What was Genevieve Mushaluk supposed to do, exactly? The Survivor 50 contestant had been playing one of the best games of the season so far but, last night, went home at the merge episode. Even though she’s been doing well in the game so far, it wasn’t a surprise that she got sent packing. After all, despite making allies and finding advantages galore, Genevieve spent the episode ally- and advantage-less. Survivor has spent the season punishing her for her success, and this is just the culmination.
The twist of the episode revolved around a “merge” that happened despite not having a full cast vote. Instead of a normal merge vote, the Survivor tribes were mashed together — with a shocking 17 people left in the game — then randomly redistributed into three new groups. Genevieve ended up with the worst group imaginable for her game: her No. 1 enemy, Aubry; Christian and Devens, who are aligned and want to work with Aubry; and Joe, whom she’s never met. With Aubry dead set against her, there was really nothing Genevieve could do. She couldn’t maneuver, cajole, or lie her way out of the bad swap, and at the end of the episode, she went home. It gave permanent Eeyore Aubry her first win of the game, getting out her foe, and Survivor played it as a sad but normal elimination, when really Genevieve was epically swap-screwed.

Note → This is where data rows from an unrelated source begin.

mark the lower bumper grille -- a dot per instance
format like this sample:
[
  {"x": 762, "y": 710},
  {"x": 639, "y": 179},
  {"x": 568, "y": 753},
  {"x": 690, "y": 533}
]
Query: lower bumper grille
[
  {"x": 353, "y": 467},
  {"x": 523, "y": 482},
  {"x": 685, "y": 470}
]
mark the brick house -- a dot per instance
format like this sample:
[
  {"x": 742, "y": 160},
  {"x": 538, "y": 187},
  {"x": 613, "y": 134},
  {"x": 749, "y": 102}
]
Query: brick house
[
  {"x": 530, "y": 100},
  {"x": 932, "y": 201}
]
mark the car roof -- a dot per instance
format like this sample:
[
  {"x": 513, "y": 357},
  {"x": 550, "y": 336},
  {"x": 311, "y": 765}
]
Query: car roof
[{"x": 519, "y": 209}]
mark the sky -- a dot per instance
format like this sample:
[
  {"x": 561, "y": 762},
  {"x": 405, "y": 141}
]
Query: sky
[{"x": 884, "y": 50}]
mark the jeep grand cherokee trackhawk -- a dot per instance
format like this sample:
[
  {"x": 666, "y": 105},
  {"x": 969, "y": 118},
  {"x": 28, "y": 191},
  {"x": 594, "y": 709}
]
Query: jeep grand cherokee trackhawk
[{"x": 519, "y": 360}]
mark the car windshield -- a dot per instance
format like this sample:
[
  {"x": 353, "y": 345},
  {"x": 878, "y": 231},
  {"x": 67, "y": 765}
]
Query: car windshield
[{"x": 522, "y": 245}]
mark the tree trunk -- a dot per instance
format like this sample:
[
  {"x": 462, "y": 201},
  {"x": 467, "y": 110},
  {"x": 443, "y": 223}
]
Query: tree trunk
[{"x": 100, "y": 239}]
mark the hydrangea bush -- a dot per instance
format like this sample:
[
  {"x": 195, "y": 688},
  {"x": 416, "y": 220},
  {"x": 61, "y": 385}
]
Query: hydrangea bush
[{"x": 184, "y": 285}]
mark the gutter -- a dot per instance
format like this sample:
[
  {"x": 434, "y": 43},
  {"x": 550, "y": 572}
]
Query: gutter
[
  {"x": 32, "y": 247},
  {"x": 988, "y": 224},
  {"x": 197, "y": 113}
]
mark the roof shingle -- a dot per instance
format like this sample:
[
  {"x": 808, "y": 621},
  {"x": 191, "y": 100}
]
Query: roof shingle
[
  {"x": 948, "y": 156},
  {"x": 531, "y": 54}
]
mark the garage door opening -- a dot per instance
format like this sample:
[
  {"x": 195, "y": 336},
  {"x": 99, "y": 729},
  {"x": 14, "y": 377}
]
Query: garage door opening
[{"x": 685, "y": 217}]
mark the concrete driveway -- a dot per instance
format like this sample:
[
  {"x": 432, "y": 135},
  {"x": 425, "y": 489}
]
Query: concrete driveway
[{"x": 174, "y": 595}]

And here’s the thing: People have been swap-screwed before. Dating back to Silas in Survivor: Africa, this has been part of Survivor’s story. The problem is that it comes at the end of a long list of indignities for Genevieve, specifically perpetrated by Billie Eilish. The idols on this season are known as the “Billie Eilish Boomerang Idols.” When players find the advantages, the twist is that they have to send them to players on other tribes, and then, if those people get eliminated, the original sender gets the idol back. Genevieve found two of these idols and was forced by the BEBI twist to give them to Rizo Velovic and Ozzy Lusth — both of whom could not be voted out last night because they ended up on Exile Island, meaning those idols could not boomerang back to her. For the first time ever on Survivor, a contestant found two idols, then got to keep neither. (This notably came after her immediate No. 1 ally, Kyle Fraser, got medically evacuated.) Then, Aubry, who has hated Genevieve from the first episode for no apparent reason, received an idol from Christian — her newfound tribemate.

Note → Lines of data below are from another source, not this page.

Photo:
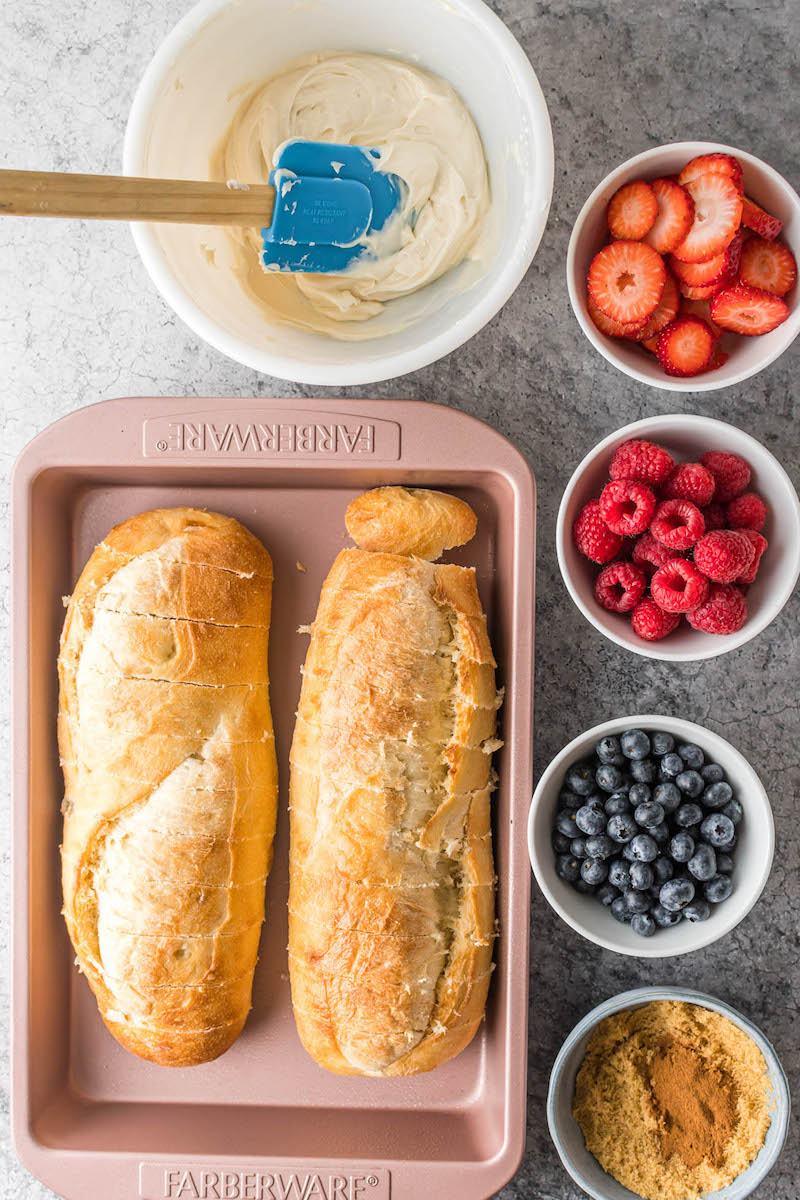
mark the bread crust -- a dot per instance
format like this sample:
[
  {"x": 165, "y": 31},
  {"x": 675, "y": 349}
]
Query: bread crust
[
  {"x": 391, "y": 901},
  {"x": 170, "y": 781}
]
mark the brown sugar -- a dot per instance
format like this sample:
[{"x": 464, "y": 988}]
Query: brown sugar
[{"x": 673, "y": 1099}]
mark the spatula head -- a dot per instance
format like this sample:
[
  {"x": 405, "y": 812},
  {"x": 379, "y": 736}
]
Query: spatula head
[{"x": 329, "y": 199}]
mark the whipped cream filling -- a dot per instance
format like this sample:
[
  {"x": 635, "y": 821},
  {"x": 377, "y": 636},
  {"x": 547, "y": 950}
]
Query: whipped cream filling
[{"x": 426, "y": 136}]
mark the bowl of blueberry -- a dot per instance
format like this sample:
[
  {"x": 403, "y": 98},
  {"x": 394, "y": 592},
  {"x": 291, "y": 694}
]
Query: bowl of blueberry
[{"x": 650, "y": 835}]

The usual argument that it’s okay for the game when a contestant gets “swap screwed” is that they could have found an advantage to sneak their way out of it. But Genevieve did! She found two! And, through no fault of her own, couldn’t use them. Instead, she got put in a tribe with a group of people who have bonded over their own BEBI and then had to get through without the help of any of the advantages she found. At the end of the episode, Genevieve ended up playing her “Shot in the Dark,” showing that she knew she was going home. An idol would have helped.
The fun of watching Survivor is seeing contestants wriggle out of seemingly impossible binds through social skills, but when that becomes impossible, the show renders itself only frustrating. Watching Genevieve’s run on Survivor 50 come to an end through no fault of her own is not thrilling. It’s just sad. In a season that’s been throwing out twists left and right in an attempt to make itself “epic,” Survivor needs to figure out what counts as a “game mechanism” and what is simply punishing success.